I have no idea.  I’m clutching my chest.  I frantically look around for signs of where I am.  I know the motorway, but I am not sure where on the motorway I am.  I see a sign in the distance and give her the name on the sign.  “An ambulance is on its way.”  It does not reassure me.  Am I dying?

She asks me a number of questions.  I find myself unable to concentrate.  The pain is more than anything I have had to bear.  The ambulance arrives.  I am taken into the ambulance, heart monitor cords are put on me.  My heart is fine.  “It has to be gastric,” the paramedic says after doing a bit of an examination.  She hands me what is affectionately known as the green whistle for the pain.  It doesn’t help.  “I’m going to give you some morphine.”  I am given a shot of morphine and, blissfully, the pain subsides.  I feel very sleepy.

I arrive at hospital and am wheeled into the emergency room.  My pain is returning and I am given another dose of morphine.  The nurses are on strike for more pay and better conditions.  I am sympathetic to their cause.  “Can you pass me my bag please, I need to call my husband and let him know where I am?” I ask the nurse attending to me.

“No, I don’t have time, we are on strike you know.  Blame the government!”  I think I feel a little less sympathetic to the cause right now.  Another nurse passes me my bag.  I phone Dee. “I’m in hospital.  I need to you pick up my car.  I am petrified it is going to get smashed or stolen on the side of the highway.”

“God, Sarah, I feel awful.  I let you drive yourself!”

“Don’t worry, we weren’t to know.  Can you just get my car?  You will have to wake your dad.”

Dee agrees and I put my phone away.  I suddenly feel extremely sick.  Without warning, vomit is spewing from my mouth.  I lean over the floor to avoid vomiting in the bed.  There is no-one around and I have not been given a bell to call a nurse.  I am humiliated.

The nurse arrives.  She looks at me, no, glares at me.  “Really? On the floor?”  I apologise and explain I tried to avoid the bed.  I get the feeling she thinks I deserve to swim in my own vomit.  “This is what alcohol does,” she says.  I am too tired and too ill to explain that I have been sober for two years.  I close my eyes and let the effects of the morphine swim over me.

I am woken by another nurse who has come on duty.  “Hi Sarah, we have taken some blood and your liver function is a little off.  Nothing to worry about, but we are going to keep you in the short stay ward, okay?”  I am moved to the ward and told that I will be going for an ultrasound in the morning (daylight – it is now 5am).  I fall asleep.

At 9am I am taken through to the ultrasound.  I still feel awfully nauseous and vomit a couple more times.  This time I am treated with compassion and dignity.  I am healthy and I know that they ultrasound is not going to find anything.  After the ultrasound I am wheeled back to the ward.  A doctor appears.

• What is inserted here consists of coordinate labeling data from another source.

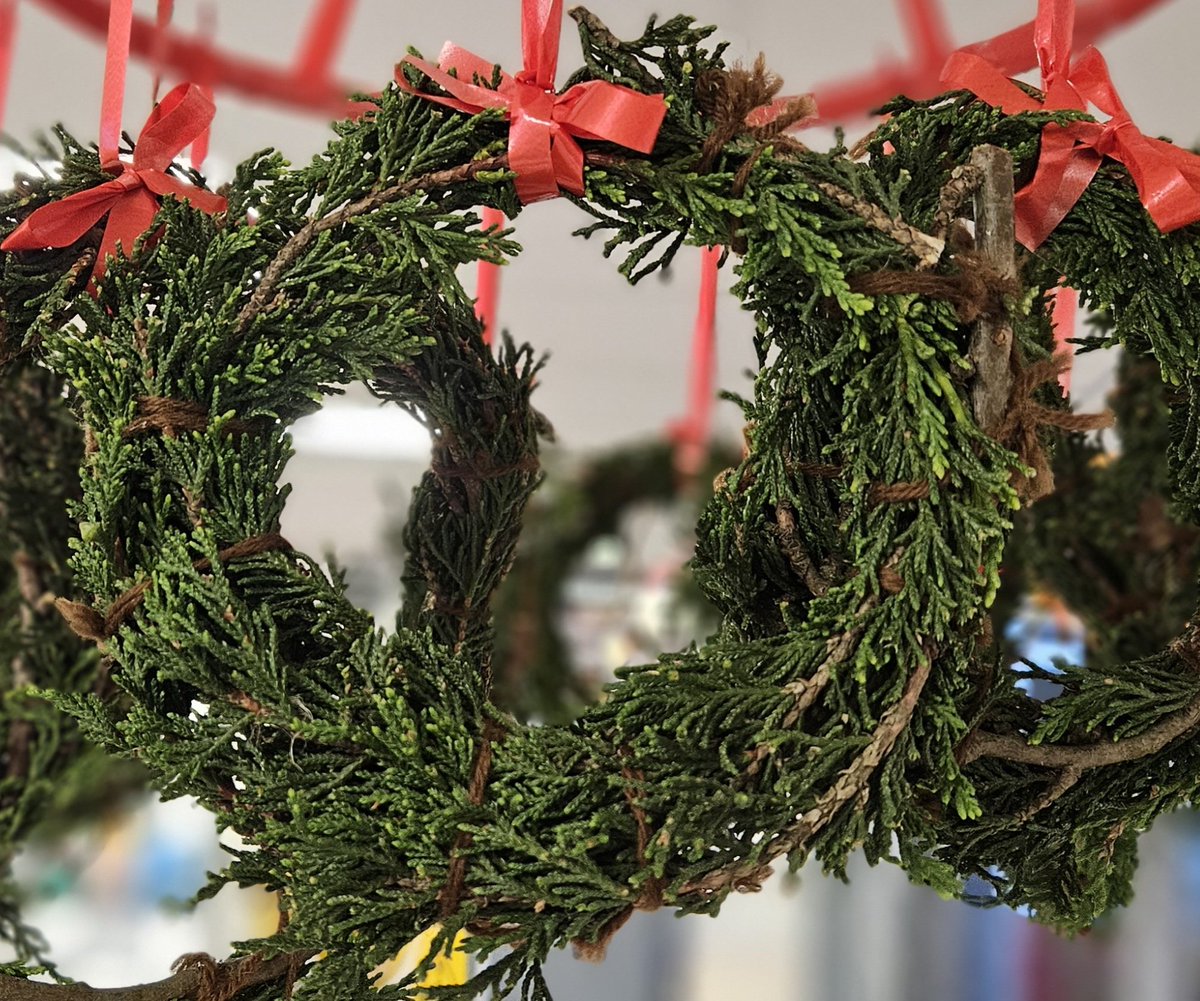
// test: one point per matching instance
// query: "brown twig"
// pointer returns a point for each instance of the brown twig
(807, 690)
(291, 251)
(197, 977)
(853, 779)
(1081, 756)
(850, 785)
(991, 341)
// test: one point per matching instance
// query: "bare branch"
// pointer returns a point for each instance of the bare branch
(197, 977)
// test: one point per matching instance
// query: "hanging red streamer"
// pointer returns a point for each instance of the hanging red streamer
(327, 29)
(1066, 305)
(130, 199)
(1167, 177)
(199, 150)
(163, 12)
(543, 149)
(7, 33)
(117, 58)
(487, 291)
(693, 433)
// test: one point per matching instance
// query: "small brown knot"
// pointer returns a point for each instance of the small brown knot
(739, 102)
(1018, 430)
(89, 624)
(891, 581)
(975, 289)
(744, 102)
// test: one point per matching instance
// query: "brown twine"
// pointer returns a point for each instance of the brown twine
(729, 97)
(450, 895)
(976, 291)
(89, 624)
(171, 417)
(1019, 426)
(219, 981)
(651, 897)
(880, 493)
(481, 467)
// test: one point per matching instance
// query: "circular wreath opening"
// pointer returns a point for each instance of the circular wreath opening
(852, 696)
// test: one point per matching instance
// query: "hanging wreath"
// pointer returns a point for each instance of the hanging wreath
(851, 699)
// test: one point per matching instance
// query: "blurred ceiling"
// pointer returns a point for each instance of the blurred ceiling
(618, 366)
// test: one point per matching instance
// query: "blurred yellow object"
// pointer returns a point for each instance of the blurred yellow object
(447, 970)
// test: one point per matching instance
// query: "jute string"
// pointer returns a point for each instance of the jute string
(171, 417)
(89, 624)
(651, 897)
(730, 99)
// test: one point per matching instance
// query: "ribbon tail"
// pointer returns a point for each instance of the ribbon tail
(166, 185)
(541, 23)
(616, 114)
(130, 217)
(61, 223)
(463, 96)
(1168, 180)
(970, 71)
(175, 121)
(568, 161)
(1065, 171)
(1054, 33)
(532, 160)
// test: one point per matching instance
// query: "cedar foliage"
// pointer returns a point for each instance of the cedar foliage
(828, 713)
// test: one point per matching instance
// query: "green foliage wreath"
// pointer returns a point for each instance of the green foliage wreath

“Okay, Sarah, you have a fair number of gall stones which are going to need removal.  Do you have private health insurance?”  I do.  I am booked in to see a specialist later that afternoon.

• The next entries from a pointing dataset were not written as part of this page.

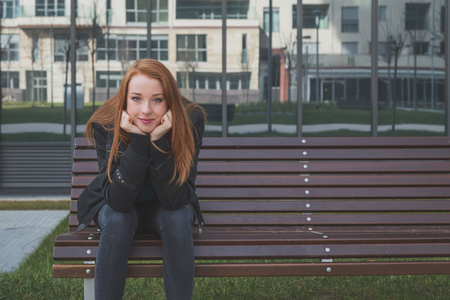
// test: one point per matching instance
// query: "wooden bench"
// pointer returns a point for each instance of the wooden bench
(318, 206)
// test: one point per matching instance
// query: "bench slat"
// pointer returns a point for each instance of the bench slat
(296, 180)
(273, 269)
(295, 154)
(273, 251)
(306, 206)
(317, 219)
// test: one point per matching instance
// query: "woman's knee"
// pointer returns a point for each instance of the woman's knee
(117, 222)
(178, 222)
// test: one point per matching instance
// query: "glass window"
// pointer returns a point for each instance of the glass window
(416, 16)
(9, 9)
(36, 86)
(309, 16)
(275, 19)
(50, 8)
(160, 11)
(160, 47)
(383, 13)
(421, 48)
(191, 48)
(115, 78)
(107, 49)
(211, 81)
(349, 47)
(62, 48)
(188, 9)
(136, 11)
(10, 80)
(10, 47)
(350, 20)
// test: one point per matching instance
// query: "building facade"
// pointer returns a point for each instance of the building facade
(187, 37)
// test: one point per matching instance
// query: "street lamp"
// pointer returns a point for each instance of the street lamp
(51, 14)
(317, 13)
(305, 79)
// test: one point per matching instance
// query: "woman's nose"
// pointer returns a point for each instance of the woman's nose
(147, 107)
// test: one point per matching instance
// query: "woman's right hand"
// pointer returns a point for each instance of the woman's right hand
(126, 123)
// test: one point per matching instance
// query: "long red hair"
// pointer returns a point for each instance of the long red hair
(182, 146)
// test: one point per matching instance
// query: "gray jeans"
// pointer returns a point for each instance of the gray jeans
(175, 229)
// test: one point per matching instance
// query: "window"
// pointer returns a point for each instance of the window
(131, 48)
(421, 48)
(62, 44)
(275, 19)
(136, 11)
(383, 13)
(160, 47)
(416, 16)
(349, 48)
(9, 9)
(35, 56)
(191, 47)
(126, 47)
(10, 80)
(244, 49)
(211, 81)
(10, 47)
(212, 9)
(350, 21)
(45, 8)
(115, 78)
(309, 16)
(160, 11)
(103, 53)
(36, 86)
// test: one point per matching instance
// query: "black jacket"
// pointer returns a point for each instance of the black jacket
(136, 168)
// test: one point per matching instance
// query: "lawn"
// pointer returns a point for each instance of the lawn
(256, 113)
(33, 280)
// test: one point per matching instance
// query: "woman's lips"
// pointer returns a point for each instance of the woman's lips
(146, 121)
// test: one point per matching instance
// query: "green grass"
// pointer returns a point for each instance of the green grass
(33, 280)
(254, 113)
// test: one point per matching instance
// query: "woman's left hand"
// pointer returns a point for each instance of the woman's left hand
(163, 128)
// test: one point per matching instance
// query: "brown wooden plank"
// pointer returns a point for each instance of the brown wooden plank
(286, 142)
(318, 219)
(273, 269)
(295, 181)
(304, 251)
(325, 154)
(305, 206)
(259, 193)
(328, 142)
(324, 193)
(270, 238)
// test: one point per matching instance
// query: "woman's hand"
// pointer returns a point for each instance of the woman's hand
(163, 128)
(126, 123)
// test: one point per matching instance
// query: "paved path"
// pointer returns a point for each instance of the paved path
(21, 232)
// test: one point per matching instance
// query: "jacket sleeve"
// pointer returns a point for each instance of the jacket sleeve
(128, 175)
(170, 194)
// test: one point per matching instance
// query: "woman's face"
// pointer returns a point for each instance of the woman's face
(145, 102)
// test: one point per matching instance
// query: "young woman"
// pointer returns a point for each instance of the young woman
(147, 139)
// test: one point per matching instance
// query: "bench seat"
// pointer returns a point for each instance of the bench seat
(297, 207)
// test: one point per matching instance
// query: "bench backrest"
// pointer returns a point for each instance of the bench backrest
(297, 183)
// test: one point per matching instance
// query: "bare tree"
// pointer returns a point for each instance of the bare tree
(96, 36)
(418, 32)
(395, 37)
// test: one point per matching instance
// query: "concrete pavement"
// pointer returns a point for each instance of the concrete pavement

“Yep, we definitely need to remove the gall bladder.  I am booking you for some further tests as well as your bile duct is quite dilated.”  I have no idea what that means.

After the MRI scans, and blood tests, I am booked in for a laparoscopic cholysystectomy in two days’ time.  I cannot believe it.

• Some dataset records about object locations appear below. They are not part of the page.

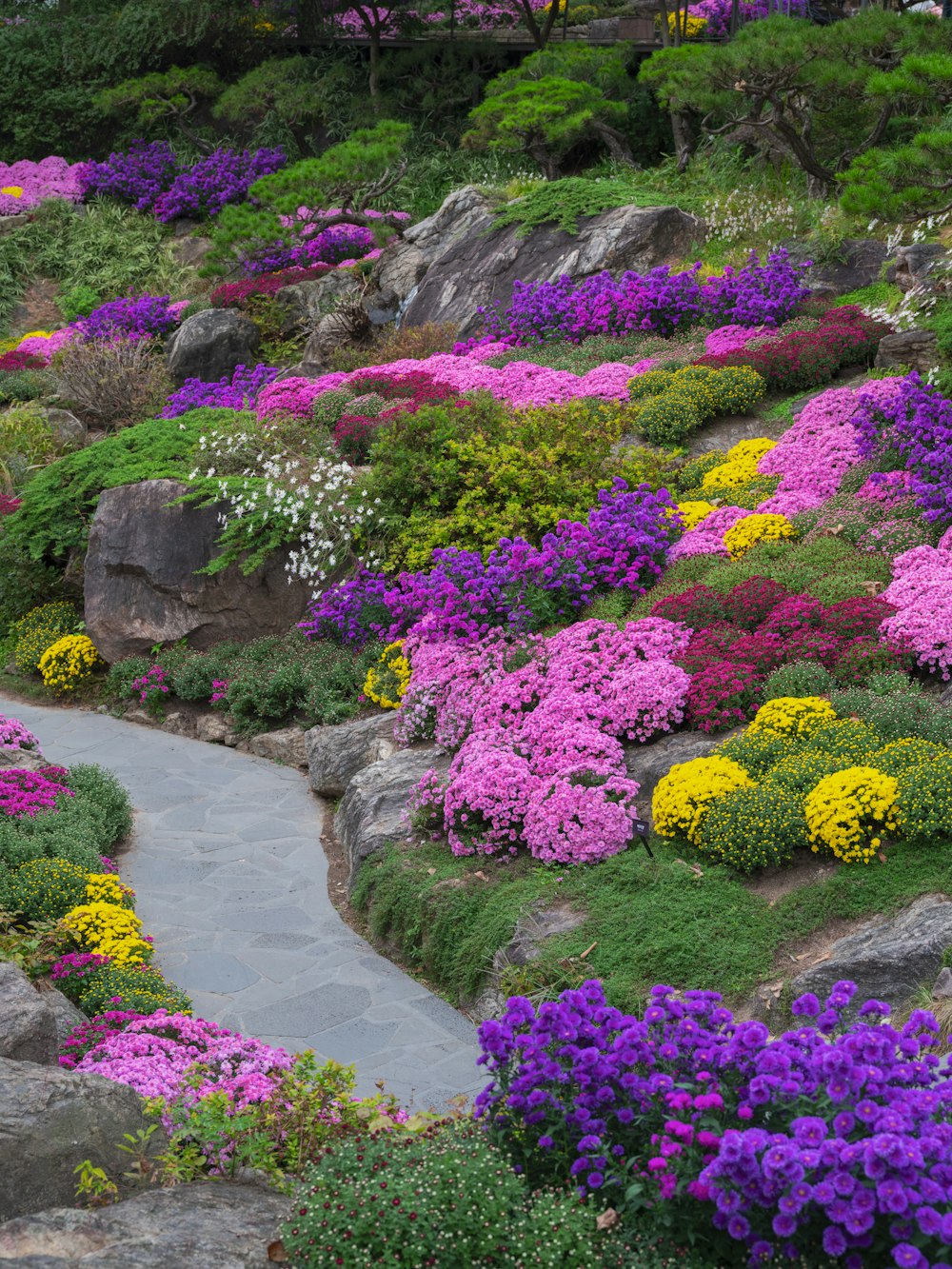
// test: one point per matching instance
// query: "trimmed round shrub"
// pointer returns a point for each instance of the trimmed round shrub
(753, 827)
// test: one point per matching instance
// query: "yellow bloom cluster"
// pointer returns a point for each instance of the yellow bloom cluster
(388, 679)
(69, 662)
(109, 929)
(107, 888)
(794, 716)
(739, 466)
(695, 26)
(693, 513)
(685, 793)
(847, 812)
(757, 528)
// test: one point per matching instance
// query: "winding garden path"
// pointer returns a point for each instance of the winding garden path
(231, 881)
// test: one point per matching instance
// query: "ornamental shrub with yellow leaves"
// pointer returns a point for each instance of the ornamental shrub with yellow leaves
(69, 662)
(757, 528)
(110, 930)
(685, 793)
(794, 716)
(388, 679)
(849, 811)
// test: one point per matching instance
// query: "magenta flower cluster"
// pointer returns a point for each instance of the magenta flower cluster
(239, 392)
(829, 1135)
(518, 586)
(26, 793)
(15, 735)
(659, 301)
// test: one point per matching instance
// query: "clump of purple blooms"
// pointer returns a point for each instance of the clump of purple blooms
(659, 301)
(150, 176)
(239, 392)
(518, 586)
(832, 1135)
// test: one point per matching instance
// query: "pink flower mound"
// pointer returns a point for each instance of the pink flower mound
(522, 384)
(707, 537)
(813, 457)
(729, 339)
(50, 178)
(540, 723)
(922, 591)
(155, 1056)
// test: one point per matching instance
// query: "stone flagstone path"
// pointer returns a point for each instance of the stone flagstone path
(231, 881)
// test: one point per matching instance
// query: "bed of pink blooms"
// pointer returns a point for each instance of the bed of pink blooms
(539, 747)
(50, 178)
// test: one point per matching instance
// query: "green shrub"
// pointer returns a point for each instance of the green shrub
(429, 1204)
(753, 827)
(45, 890)
(799, 679)
(40, 629)
(107, 800)
(140, 987)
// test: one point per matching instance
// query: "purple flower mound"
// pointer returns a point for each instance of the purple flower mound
(659, 301)
(238, 392)
(212, 183)
(623, 544)
(830, 1135)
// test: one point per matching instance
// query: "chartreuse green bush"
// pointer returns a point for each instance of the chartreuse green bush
(451, 1195)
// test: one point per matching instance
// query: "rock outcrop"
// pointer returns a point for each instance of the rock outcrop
(211, 344)
(143, 584)
(889, 960)
(449, 264)
(337, 754)
(50, 1122)
(194, 1226)
(372, 811)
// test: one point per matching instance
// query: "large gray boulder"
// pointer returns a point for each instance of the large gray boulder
(337, 754)
(194, 1226)
(918, 349)
(449, 264)
(27, 1021)
(649, 763)
(143, 586)
(52, 1120)
(211, 344)
(373, 810)
(889, 960)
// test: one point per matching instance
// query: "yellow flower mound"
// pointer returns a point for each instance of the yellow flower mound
(693, 513)
(107, 888)
(849, 810)
(110, 930)
(388, 679)
(695, 26)
(685, 793)
(69, 662)
(739, 466)
(757, 528)
(794, 716)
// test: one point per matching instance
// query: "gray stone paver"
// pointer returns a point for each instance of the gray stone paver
(232, 883)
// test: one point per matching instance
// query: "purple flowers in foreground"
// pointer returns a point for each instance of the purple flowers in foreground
(658, 301)
(520, 586)
(826, 1136)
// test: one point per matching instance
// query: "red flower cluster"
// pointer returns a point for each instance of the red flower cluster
(409, 392)
(743, 636)
(805, 359)
(234, 294)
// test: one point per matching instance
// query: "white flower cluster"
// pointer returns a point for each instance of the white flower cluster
(739, 217)
(315, 507)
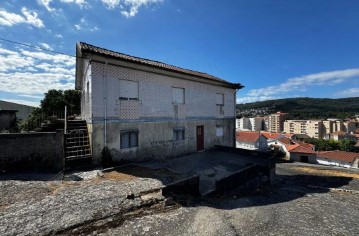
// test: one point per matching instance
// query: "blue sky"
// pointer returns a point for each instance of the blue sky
(275, 48)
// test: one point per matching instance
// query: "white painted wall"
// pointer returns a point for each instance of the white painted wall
(156, 95)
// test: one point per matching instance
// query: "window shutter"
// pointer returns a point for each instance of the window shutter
(219, 98)
(178, 95)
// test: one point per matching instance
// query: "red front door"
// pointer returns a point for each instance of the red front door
(200, 138)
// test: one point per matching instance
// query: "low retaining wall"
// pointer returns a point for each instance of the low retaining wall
(188, 186)
(265, 160)
(32, 151)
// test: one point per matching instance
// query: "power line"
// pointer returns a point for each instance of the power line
(36, 47)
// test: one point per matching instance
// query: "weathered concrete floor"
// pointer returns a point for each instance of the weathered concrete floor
(289, 208)
(294, 206)
(42, 208)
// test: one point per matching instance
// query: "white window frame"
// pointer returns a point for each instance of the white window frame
(179, 134)
(125, 94)
(129, 133)
(219, 131)
(176, 91)
(220, 99)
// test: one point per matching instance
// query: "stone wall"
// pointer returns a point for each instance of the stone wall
(32, 151)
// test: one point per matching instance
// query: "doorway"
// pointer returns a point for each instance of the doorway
(200, 138)
(304, 159)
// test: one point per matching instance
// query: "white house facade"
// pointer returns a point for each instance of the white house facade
(142, 109)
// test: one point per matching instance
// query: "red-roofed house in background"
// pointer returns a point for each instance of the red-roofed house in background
(139, 109)
(251, 140)
(340, 135)
(302, 153)
(339, 158)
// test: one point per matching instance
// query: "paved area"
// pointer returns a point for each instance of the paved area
(48, 207)
(299, 204)
(306, 200)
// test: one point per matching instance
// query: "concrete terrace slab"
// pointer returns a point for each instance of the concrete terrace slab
(210, 165)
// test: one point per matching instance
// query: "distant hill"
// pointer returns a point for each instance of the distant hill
(303, 108)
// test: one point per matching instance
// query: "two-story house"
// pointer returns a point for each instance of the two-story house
(141, 109)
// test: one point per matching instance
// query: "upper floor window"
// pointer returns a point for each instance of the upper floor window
(128, 90)
(129, 139)
(219, 131)
(219, 98)
(178, 95)
(179, 134)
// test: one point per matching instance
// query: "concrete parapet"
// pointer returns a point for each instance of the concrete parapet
(32, 151)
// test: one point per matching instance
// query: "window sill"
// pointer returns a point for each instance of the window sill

The operation goes well, but the specialist is still really concerned about my dilated bile duct.  I let her know about my mom dying of lung cancer and that I am petrified of dying early, especially from cancer.  She is cautious and orders some more tests.  I know she is looking for pancreatic cancer.

For the next two weeks life passes me by in one massive blur.  I am consumed by the idea that I might be diagnosed with pancreatic cancer and that I might miss the growing up of my grandchild.  Jay and I have become so close.  I am angry at myself for all of the missed opportunities of my life, whatever they may be.

Eventually, my follow up appointment arrives and it is good news.  I don’t have cancer, just an abnormally dilated bile duct.  I am so happy.  I realise that I am so happy at where my life is right now.  I am happy to be a grandmother, am happy that my daughter is going to be a young mom, and am happy that I am going to see this child grow up.  Life is good!